Magnetic sealing should always be wiped carefully to remove foreign materials it might have attracted. If the seal has become faulty, it should be replaced.
Buildup of dirt in a gasket can cause gaps where air can leak out, causing loss of temperature and waste of energy (and money). When it comes to sealing the door shut tightly, every inch counts—check all the way around to make sure you're getting the tightest seal possible.
To clean out the particles you find, use warm water, soap, and any soft cloth. Make sure the cloth isn’t rough enough to cause significant scratching on the gasket, and use a towel to dry the seal and surrounding area after cleaning.
It's a good idea to do this every few months to make sure your freezer and fridge are working at their maximum efficiency.
Worn Out Gasket
In older devices, the gaskets can get degraded to the point they require replacement.

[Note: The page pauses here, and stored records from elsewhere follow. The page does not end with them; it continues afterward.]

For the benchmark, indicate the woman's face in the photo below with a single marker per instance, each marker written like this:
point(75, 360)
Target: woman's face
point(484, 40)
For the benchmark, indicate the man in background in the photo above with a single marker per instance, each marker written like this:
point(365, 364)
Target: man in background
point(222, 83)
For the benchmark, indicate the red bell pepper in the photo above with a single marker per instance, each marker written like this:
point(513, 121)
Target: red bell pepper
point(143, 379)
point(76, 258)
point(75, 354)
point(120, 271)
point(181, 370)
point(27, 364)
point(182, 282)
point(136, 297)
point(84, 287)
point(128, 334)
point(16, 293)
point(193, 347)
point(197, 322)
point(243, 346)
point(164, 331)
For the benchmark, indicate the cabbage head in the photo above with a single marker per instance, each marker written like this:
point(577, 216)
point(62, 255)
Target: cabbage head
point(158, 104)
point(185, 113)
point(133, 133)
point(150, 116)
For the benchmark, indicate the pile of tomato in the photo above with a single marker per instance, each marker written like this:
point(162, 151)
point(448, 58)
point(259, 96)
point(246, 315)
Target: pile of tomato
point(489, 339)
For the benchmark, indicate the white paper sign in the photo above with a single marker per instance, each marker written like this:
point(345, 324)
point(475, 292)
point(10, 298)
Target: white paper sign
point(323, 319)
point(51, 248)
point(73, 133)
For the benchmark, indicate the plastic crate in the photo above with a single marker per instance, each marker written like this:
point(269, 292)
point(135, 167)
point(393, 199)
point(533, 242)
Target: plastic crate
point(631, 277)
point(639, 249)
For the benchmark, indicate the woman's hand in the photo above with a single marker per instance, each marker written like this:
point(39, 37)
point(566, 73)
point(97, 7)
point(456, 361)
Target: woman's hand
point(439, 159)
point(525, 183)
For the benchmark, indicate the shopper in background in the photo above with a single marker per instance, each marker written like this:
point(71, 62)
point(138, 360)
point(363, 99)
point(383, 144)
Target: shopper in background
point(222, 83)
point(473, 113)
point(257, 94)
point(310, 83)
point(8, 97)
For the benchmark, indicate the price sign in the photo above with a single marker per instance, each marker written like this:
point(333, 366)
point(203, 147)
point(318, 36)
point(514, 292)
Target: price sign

Order your new part carefully to make sure it will fit. If you can, upgrade to one with a magnetic strip, which will help seal the door shut.
If the new gasket is wrinkled when you get it, you can smooth it out by either soaking it in hot water or warming it gently with a hairdryer.
When you're ready to install, move your frozen or sensitive foodstuffs and keep them in a cooler during the process. Once you're ready, unplug the refrigerator, lift the edges of the gasket, and use a screwdriver to remove all the screws.
After successfully removing the old gasket, align the new one in that position and screw it in. Then get those frozen pizzas back in place!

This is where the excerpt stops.